Orucun farz kılındığı Bakara suresi 183.ayete baktığımızda orucun bizi takvaya ulaştıracağı yazılıdır. Yani orucun gerekçesi bizi takvaya ulaştırmasıdır. Zira oruç aç kalmak değil ruhu beslemektir. Buna göre oruç tutmak; kendini tutarak imanını diri tutmaktır. Elini tutmak, ayağını tutmak, gözünü tutmak, kulağını tutmak, kalbini tutmak ve hülasa ağzını tutmanın yanı sıra bütün organlarını tutarak nefsine hakim olarak kendine ve etrafına zararsız bir insan olmaktır. Eğer böyle olmuyorsa peygamberimizin ifadesiyle sadece aç kalmış olur ve hüsrana uğrarız. Yine aynı şekilde Kur’andaki Namaz ayetine baktığımızda Ankebut suresinin 45.ayetinde “Namaz insanı bütün kötülüklerden alıkor.” buyrulur. Böylece Namazın gerekçesi açıklanmış olur. Eğer kıldığımız namaz bizi kötülüklerden alıkoymuyorsa bizde bir problem var demektir. Namazın sadece şeklini yapıyor ve ruhuna eremiyoruz demektir. Bilmem katılır mısınız benim şöyle bir düşüncem var. Eğer Namaz kılan ve oruç tutan Müslümanlar düzgün; yani adam gibi adam olabilseler her şey çok farklı olur. Namazı biz kılmak yerine namaz bizi dosdoğru, adaletli, sözüne güvenilir, merhametli kılarsa işte o zaman gerçekten namaz kılmış oluruz. Yine Hacca gittiğimiz zaman Mina’daki şeytanları taşlarken içimizde bulunan haset, fesat, kin, düşmanlık gibi kötü duyguları taşlayamaz ve içimizden atarak oradan ayrılamazsak yaptığımız bir ritüelden ileri gitmeyecek ve bir hayrını göremeyeceğiz.

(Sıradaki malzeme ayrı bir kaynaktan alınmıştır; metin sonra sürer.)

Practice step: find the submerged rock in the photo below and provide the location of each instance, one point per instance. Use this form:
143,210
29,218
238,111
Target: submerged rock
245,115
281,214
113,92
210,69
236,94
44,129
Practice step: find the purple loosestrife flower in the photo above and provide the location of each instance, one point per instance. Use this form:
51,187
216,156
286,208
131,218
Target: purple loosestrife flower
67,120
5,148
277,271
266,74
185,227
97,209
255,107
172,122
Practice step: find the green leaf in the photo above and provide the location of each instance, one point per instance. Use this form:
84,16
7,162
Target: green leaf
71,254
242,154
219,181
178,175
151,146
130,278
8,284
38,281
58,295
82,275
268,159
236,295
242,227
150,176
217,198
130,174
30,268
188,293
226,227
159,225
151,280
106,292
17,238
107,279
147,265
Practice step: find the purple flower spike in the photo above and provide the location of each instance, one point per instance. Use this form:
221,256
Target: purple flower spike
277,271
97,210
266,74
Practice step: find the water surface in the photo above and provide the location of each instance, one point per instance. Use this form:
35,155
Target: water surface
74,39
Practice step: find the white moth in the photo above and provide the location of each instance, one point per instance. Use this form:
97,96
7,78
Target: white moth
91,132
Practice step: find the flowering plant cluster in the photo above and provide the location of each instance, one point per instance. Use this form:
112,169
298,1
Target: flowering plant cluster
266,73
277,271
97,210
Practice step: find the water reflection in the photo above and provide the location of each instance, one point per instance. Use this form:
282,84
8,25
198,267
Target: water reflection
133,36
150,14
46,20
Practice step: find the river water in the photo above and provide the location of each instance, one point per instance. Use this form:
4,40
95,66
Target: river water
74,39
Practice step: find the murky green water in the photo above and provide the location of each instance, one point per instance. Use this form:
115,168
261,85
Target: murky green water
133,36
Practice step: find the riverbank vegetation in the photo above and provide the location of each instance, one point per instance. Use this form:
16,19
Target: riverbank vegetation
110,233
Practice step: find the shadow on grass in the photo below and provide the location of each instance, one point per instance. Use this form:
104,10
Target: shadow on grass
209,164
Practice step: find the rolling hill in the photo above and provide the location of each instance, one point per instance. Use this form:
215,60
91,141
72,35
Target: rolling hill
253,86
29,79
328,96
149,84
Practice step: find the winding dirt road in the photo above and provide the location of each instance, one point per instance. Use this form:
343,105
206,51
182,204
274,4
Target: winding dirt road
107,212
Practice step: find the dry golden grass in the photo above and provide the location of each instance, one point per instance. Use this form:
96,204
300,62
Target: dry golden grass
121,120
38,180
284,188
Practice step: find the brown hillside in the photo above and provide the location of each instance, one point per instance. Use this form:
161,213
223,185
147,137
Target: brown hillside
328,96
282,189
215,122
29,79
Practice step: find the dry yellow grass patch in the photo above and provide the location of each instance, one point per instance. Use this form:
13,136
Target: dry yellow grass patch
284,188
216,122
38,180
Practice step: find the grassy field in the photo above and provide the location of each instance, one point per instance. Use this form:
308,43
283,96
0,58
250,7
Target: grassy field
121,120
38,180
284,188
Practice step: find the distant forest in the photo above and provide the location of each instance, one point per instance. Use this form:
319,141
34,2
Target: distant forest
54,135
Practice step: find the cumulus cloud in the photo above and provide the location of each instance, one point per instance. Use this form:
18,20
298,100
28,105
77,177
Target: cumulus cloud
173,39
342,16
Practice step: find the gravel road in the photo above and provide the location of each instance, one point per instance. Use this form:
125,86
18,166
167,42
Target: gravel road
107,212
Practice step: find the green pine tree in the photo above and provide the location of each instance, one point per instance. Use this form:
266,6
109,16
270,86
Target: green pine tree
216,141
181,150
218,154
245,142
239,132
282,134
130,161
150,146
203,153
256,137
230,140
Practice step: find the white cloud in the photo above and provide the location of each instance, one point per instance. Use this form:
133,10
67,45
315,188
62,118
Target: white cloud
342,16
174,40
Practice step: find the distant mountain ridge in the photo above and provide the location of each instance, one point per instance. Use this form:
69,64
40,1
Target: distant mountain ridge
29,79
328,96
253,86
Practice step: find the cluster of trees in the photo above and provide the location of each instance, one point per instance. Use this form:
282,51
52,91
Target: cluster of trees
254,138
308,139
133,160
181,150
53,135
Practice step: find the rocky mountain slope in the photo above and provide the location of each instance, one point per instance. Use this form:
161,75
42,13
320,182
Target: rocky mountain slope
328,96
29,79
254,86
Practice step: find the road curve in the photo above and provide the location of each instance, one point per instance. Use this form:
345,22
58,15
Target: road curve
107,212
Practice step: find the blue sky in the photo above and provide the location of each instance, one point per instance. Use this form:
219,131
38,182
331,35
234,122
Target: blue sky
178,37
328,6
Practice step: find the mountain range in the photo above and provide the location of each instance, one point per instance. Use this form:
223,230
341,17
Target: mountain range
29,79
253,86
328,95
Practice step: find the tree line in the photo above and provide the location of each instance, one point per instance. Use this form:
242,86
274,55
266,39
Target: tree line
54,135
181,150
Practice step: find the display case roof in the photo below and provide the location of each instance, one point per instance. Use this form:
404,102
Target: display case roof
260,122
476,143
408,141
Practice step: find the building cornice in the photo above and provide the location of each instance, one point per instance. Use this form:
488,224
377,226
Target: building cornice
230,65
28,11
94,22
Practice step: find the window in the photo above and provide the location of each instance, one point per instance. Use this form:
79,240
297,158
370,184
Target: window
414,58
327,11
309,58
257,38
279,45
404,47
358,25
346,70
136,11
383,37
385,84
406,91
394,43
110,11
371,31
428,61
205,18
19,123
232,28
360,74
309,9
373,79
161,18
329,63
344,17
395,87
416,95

Sözün özü Nisa Suresi 136.ayetinde “Ey iman edenler iman edin.” buyrularak sadece lafla değil bütün kalbimizle iman etmemiz gerektiği gibi ibadetlerde de sadece şekil tarafını yapıp ruhunu görmezden gelemeyiz. Eğer iman ve ibadetlerin maksadına ve ruhuna vakıf olamaz isek dünyada ve ahirette hayrını göremez ve peygamberimizin ifadesiyle mahşer gününde elimiz boşa çıkar ve müflislerden oluruz Allah muhafaza.